Ist es nicht sogar falsch, den Dialog zu suchen, wenn man weiß, dass das Gegenüber so weit von den eigenen Positionen entfernt ist, dass nicht mal ein Minimalkonsens möglich erscheint? Muss man sich hier nicht eher abgrenzen und die andere Seite ausgrenzen?
Pörksen: Sie haben Recht: Es gibt Positionen, die man nicht diskutieren sollte und die man – in entschiedener Intoleranz gegenüber der Intoleranz – auch ächten sollte. Das ist keine besonders schöne oder elegante Lösung, aber sie erscheint mir in einer liberalen Gesellschaft, die sich auch schützen muss, unvermeidlich. Nur: Wie findet man heraus, ob das Gegenüber die Minimal-Standards verletzt? Eben dafür braucht es das Miteinander-Reden, die Klärung im Gespräch und im Disput. Und dieses Miteinander-Reden wird in Zeiten einer laufenden Kommunikationsrevolution und in einer Phase, in der die Lauten lauter und Populisten einflussreicher werden, schwieriger. Aber es wird auch umso wichtiger.
In den Parlamenten spielen sich häufig Schaukämpfe ab: der Dialog wird nur deshalb geführt, um die andere Seite am Ende vorführen zu können. Die AfD nutzt die sozialen Medien eben dazu: Es werden Positionen der Gegenseite und die eigenen zusammengeschnitten und dann dem eigenen Publikum auf Facebook zur Eigenwerbung bzw. Selbstbestätigung der Zielgruppe serviert. Ein Missbrauch des Dialog-Gedankens. Eines Dialogs, dem sich die anderen Parteien ja auch gar nicht entziehen können. Oder doch?

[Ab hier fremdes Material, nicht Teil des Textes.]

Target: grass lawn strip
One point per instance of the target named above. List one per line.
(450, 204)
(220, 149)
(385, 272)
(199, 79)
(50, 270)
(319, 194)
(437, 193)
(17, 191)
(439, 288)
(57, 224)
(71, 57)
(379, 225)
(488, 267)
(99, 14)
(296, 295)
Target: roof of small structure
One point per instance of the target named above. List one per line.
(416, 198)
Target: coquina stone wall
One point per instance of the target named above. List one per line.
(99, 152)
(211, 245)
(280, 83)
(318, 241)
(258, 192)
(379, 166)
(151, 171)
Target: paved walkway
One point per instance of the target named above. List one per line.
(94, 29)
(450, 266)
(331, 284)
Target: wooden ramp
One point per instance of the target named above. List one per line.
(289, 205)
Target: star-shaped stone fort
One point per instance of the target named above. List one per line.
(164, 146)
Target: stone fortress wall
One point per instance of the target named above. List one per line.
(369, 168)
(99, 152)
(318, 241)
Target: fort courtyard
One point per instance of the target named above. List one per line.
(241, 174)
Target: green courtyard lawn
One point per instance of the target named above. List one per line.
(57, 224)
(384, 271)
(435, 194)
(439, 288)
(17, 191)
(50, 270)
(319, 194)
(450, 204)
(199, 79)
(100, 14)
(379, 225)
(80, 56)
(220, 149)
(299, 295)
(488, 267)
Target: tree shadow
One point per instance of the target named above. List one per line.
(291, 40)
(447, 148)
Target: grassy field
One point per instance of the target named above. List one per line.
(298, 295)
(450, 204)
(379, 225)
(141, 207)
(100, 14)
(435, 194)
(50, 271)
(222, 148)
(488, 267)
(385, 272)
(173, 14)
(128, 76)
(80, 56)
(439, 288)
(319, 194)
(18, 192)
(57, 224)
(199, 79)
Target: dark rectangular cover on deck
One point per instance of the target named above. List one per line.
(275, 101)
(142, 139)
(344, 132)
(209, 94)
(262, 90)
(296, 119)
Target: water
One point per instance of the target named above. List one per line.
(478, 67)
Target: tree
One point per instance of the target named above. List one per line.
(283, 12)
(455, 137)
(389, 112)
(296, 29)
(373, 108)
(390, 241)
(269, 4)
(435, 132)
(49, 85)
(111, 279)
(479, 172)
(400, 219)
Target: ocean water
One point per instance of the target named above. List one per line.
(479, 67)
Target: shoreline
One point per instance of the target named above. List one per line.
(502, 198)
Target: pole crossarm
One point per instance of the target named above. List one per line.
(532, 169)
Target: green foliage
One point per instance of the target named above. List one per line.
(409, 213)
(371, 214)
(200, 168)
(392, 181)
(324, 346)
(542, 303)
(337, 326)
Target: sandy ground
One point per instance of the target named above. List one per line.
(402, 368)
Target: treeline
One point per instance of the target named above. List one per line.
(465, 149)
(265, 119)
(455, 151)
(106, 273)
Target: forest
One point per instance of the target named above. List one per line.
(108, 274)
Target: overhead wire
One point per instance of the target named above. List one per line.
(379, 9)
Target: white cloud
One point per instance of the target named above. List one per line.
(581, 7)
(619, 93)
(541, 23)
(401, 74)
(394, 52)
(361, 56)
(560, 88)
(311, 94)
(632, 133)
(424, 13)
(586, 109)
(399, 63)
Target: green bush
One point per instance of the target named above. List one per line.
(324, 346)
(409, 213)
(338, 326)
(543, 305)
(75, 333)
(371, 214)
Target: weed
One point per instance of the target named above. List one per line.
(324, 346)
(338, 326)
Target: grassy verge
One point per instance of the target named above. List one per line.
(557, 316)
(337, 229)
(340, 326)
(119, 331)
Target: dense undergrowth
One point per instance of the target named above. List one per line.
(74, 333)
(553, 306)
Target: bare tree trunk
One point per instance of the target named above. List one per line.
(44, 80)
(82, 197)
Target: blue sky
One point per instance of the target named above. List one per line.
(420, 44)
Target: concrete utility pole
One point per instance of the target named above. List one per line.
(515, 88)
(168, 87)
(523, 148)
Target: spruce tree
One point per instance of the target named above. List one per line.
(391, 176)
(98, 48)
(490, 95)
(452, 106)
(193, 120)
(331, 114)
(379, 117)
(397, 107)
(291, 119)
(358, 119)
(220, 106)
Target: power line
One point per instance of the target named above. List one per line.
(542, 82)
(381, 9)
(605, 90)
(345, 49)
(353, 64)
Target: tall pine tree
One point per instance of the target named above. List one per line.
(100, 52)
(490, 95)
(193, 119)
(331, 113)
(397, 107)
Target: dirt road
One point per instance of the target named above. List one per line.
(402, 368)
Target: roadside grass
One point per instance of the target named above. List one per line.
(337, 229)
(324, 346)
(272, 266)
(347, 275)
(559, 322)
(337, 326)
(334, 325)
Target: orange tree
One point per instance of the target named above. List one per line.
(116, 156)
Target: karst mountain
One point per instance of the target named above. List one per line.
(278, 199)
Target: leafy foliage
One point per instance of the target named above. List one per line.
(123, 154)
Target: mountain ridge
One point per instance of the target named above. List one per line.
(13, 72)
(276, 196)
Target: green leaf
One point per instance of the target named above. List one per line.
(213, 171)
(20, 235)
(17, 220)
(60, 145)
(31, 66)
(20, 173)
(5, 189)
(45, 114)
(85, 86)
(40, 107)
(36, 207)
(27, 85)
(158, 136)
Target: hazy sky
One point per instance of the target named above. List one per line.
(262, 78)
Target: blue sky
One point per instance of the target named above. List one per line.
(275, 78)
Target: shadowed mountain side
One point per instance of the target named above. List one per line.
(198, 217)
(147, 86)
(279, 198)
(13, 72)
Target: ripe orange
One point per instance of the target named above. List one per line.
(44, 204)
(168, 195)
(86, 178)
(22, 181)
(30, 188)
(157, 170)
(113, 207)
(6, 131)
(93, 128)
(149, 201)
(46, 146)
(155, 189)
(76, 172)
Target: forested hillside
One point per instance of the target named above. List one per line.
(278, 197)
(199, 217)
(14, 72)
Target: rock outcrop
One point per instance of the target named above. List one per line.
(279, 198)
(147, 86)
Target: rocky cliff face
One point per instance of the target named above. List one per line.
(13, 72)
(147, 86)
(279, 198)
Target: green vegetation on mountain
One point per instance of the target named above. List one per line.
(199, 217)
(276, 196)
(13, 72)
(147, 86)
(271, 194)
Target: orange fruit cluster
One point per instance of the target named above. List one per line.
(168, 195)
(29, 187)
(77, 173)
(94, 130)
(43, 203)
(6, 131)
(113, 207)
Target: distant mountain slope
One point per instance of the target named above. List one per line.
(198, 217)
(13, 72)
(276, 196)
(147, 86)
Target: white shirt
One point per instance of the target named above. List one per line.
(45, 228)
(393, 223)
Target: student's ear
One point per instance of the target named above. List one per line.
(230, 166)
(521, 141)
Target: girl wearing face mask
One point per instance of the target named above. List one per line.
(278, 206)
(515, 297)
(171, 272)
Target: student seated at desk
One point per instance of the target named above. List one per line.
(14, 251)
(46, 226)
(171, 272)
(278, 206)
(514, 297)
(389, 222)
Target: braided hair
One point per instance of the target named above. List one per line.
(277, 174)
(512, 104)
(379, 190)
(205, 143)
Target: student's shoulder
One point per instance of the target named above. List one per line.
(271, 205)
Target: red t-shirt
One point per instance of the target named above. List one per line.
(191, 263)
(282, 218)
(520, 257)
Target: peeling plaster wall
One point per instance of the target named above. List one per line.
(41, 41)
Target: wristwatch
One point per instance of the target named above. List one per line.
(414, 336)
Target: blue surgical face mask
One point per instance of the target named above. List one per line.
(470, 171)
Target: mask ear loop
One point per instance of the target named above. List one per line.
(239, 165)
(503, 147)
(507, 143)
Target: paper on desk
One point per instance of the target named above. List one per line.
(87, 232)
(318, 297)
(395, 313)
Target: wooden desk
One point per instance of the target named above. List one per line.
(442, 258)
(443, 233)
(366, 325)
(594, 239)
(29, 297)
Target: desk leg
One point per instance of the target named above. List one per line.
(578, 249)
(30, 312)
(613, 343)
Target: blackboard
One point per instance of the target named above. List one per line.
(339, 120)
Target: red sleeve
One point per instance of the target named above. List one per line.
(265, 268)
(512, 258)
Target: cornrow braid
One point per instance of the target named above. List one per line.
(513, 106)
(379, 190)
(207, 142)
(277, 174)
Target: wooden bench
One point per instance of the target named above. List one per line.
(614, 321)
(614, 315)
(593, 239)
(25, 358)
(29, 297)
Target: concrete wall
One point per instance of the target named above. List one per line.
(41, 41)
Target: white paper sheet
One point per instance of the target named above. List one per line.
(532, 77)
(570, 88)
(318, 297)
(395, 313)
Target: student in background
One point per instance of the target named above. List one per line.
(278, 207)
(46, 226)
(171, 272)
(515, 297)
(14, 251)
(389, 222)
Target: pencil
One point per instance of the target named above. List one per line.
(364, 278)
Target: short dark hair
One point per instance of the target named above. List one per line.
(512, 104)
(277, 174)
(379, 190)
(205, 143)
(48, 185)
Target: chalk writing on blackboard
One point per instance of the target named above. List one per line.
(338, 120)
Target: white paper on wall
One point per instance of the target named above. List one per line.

Pörksen: Es wird, ohne Frage, für seriöse Medien und substantiell arbeitende Politiker bedeutsamer, die populistische Spektakelpolarisierung nicht noch mit Aufmerksamkeit zu belohnen – und ihr den Sauerstoff der Publizität zu entziehen. Aber ganz grundsätzlich gesagt: Was Sie beschreiben, ist eben kein Dialog, sondern eine Provokationsschau, um den eigenen Anhängern zu imponieren und es „dem Establishment“ zu zeigen. In einem Dialog, der diesen Namen verdient, beginnt die Wahrheit zu zweit, wie Friedemann Schulz von Thun dies formuliert. Und man muss davon ausgehen: Der andere könnte Recht haben. Das heißt, das dialogische Miteinander verträgt kein Dogma, keine Ideologie. Es braucht Wertschätzung und Respekt. Und echte Neugier auf die Weltsicht des anderen.